Continuing about our kids’ stories and who owns them …

It’s not only casual contact with strangers that can cause uncomfortable moments where parents must choose just exactly how much of their children’s stories are for broadcast to a wider audience than those in the home. Family members may feel entitled to the “whole scoop” and demand every single detail of not only the process of your adoption, but also your child’s entire history.

Keep in mind that widely distributed stories of abusive backgrounds, poverty, abandonment and such may come back to haunt a child, even within the confines of family.
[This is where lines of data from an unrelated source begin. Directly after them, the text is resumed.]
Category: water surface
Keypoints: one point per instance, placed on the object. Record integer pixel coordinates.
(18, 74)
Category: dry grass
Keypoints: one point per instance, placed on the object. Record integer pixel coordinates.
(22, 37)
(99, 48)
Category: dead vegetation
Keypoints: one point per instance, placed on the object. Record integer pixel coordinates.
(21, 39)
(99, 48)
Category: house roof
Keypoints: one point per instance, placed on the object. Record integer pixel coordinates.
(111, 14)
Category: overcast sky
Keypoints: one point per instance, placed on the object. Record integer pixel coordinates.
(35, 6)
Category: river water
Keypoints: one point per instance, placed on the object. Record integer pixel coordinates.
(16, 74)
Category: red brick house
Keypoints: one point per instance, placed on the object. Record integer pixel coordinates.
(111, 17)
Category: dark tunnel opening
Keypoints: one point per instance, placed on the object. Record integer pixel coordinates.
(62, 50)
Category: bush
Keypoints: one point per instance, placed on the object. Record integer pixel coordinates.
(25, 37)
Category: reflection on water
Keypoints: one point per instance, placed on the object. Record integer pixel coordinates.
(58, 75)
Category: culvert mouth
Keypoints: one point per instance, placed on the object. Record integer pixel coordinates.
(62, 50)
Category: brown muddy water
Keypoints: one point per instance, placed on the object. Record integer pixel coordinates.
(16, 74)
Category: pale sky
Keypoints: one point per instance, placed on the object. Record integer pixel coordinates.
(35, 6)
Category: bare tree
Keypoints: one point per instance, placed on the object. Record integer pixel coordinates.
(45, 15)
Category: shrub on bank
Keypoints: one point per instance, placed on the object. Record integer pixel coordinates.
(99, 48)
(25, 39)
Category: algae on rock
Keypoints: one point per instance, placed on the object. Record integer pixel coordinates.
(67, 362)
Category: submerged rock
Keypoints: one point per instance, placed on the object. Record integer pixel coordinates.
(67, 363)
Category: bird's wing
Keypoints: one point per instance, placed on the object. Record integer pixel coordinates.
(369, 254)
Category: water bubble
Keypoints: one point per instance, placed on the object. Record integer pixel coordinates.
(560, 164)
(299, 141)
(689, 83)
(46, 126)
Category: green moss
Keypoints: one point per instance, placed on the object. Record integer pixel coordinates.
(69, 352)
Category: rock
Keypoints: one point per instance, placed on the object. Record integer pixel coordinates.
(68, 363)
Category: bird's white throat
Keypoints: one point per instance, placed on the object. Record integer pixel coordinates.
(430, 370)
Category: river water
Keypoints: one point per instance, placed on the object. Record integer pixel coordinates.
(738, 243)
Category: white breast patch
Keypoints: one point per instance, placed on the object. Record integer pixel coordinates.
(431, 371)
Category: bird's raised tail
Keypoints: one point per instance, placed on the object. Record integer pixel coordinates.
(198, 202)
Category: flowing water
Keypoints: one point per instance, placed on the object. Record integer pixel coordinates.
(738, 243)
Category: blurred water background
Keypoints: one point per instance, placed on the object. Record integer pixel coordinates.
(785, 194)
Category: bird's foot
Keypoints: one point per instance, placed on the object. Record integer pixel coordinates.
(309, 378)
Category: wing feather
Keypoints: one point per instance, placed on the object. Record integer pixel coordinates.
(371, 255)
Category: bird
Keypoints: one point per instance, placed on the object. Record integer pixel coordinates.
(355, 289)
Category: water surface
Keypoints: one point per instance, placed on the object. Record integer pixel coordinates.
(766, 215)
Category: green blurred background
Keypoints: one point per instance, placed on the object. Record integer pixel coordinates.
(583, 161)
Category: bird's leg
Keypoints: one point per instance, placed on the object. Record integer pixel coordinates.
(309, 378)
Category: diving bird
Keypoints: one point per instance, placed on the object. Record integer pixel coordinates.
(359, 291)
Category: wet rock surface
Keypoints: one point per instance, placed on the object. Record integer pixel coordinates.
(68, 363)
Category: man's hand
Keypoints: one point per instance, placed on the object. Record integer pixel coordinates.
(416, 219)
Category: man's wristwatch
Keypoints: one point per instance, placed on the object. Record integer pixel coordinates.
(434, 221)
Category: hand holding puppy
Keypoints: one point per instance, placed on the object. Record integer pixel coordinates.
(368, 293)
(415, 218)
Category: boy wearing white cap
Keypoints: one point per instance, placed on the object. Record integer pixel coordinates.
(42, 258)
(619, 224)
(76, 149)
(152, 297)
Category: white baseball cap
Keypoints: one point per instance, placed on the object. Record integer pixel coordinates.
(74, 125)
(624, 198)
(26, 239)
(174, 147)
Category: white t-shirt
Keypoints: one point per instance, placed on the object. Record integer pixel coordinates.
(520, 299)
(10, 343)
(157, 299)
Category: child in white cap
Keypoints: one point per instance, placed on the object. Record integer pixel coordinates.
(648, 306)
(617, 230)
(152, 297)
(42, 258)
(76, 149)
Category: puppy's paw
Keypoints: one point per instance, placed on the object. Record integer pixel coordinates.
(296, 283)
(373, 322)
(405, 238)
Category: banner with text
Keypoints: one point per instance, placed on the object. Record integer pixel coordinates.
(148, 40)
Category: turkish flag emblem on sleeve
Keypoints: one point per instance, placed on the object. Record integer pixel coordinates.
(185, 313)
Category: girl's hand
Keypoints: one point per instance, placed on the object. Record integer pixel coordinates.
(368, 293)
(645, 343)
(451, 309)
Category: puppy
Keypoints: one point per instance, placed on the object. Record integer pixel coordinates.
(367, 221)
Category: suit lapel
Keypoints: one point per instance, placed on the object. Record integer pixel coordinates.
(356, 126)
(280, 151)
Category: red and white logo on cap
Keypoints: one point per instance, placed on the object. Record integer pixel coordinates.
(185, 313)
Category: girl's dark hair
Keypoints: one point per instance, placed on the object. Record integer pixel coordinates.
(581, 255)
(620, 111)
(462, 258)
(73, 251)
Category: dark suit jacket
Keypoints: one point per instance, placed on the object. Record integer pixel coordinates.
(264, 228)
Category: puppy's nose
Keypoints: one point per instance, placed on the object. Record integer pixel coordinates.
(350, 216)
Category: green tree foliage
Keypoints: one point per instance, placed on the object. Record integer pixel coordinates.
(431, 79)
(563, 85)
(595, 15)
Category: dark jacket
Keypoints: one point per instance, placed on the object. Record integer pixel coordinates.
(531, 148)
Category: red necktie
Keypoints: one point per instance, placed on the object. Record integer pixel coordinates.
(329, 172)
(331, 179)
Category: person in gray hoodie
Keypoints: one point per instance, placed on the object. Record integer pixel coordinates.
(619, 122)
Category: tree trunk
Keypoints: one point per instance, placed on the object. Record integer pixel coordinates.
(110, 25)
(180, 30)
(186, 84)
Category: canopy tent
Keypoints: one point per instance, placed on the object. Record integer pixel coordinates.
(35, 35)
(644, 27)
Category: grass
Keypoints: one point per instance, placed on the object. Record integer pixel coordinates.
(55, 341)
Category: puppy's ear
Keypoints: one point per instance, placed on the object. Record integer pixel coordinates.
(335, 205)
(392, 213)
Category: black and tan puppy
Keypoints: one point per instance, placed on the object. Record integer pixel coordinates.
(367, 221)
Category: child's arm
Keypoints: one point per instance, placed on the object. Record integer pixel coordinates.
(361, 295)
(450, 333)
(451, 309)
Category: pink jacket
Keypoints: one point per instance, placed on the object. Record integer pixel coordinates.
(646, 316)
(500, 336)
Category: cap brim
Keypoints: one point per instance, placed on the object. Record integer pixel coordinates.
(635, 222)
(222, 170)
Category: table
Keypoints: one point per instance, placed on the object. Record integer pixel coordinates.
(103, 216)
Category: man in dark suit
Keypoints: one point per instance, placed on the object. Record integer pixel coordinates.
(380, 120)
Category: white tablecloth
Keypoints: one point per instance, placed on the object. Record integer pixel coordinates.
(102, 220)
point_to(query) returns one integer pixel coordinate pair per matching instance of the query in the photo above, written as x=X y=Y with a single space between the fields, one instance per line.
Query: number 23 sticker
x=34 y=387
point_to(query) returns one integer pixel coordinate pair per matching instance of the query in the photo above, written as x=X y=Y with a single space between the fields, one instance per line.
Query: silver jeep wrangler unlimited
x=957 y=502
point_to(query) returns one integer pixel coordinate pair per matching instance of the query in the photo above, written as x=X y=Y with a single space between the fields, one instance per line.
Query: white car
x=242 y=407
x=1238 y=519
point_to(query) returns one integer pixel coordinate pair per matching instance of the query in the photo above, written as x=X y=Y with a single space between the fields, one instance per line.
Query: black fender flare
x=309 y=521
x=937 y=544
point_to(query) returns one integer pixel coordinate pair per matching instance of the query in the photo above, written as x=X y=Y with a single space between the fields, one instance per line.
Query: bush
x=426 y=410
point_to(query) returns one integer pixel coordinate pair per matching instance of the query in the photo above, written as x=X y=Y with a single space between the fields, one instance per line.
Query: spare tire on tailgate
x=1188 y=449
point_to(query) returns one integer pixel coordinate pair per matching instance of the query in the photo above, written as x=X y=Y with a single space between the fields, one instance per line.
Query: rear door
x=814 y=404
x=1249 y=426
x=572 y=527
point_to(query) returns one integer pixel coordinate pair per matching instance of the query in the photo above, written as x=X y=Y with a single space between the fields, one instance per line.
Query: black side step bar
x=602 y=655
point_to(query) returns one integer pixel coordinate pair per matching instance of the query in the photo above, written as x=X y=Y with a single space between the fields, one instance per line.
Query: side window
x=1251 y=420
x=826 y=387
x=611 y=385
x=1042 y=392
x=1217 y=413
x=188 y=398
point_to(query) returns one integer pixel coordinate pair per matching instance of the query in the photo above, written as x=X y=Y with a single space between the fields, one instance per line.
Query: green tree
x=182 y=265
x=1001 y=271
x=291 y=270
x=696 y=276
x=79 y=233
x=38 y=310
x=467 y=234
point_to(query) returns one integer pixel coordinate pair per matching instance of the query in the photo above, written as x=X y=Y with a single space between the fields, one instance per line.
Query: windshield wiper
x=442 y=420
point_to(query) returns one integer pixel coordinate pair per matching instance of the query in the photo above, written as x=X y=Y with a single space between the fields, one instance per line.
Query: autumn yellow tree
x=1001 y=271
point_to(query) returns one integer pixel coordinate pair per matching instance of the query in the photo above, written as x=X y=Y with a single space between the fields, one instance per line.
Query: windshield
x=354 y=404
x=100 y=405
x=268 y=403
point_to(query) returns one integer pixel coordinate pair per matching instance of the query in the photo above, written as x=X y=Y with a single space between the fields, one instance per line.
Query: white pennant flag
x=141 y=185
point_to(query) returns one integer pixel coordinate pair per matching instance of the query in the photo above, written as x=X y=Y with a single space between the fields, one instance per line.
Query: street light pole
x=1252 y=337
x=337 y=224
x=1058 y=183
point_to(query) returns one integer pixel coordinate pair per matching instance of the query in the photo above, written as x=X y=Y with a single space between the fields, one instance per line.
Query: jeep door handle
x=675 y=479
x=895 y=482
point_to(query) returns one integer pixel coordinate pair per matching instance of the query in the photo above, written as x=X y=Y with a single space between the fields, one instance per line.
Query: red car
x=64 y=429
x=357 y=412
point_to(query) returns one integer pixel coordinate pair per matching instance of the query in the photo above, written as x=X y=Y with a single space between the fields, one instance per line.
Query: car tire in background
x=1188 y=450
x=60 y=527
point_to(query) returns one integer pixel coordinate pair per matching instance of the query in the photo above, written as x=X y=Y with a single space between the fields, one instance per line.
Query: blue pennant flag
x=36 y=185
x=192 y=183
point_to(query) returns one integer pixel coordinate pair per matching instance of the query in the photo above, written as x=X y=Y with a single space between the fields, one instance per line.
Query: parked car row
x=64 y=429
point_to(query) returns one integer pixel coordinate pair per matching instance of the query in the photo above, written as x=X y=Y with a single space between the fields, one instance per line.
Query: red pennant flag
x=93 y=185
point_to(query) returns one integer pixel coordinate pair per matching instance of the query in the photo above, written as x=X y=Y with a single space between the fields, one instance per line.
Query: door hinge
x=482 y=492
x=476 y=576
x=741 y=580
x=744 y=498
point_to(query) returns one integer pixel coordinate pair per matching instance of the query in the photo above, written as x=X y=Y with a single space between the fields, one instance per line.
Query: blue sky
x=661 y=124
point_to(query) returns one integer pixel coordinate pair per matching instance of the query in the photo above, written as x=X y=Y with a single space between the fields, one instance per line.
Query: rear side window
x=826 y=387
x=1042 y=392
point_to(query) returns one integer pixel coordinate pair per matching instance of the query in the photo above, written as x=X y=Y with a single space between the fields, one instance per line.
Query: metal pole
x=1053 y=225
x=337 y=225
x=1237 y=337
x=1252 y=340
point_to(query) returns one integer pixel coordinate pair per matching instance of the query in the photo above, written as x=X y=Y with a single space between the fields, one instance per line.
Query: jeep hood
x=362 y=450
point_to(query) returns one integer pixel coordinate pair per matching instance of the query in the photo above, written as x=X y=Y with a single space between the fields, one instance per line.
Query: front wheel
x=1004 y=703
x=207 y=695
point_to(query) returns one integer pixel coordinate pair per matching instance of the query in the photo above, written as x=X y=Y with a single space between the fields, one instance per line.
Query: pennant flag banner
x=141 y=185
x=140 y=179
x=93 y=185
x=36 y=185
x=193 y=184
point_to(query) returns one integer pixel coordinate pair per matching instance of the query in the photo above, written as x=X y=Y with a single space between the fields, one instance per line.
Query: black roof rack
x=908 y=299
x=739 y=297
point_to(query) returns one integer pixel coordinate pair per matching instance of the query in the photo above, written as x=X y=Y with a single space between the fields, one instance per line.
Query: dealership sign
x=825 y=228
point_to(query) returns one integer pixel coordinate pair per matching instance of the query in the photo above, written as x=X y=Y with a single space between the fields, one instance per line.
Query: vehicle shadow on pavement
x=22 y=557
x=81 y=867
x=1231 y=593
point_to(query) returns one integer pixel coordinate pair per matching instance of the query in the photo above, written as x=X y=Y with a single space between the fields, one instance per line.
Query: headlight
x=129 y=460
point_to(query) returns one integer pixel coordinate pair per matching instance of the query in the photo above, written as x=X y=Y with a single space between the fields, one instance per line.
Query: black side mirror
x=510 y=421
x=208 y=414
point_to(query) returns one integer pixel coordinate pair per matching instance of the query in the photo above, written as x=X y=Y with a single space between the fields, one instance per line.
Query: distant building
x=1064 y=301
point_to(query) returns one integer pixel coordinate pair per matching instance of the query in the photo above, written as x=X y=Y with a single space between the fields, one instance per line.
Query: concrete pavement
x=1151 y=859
Cousins have long memories, and a time may come when your child’s history would provide ammo.

Great Aunt Tilly’s birthday party may be the occasion for teasing Billy Junior about the time he wet his pants in church, and for bringing big-shot Cousin Bob down a peg with recollections of his preference for pink dresses as a toddler, but speculation about just why your kid’s birth mother may have left him in the gutter moments after birth should not be part of any family get-together.

(Unless you’re fortunate enough to be part of an open adoption, there’s no way anyone could have a clue about this, anyway, so even in conversations with your child you should be very careful about formulating conjecture when it comes to the part of a story you can not, in truth, have real information about.)

And speaking of birth parents, how much of your child’s continuing saga are they entitled to? Do adoption agreements that require parents to supply photos and reports to birth parents infringe on a kid’s right to privacy?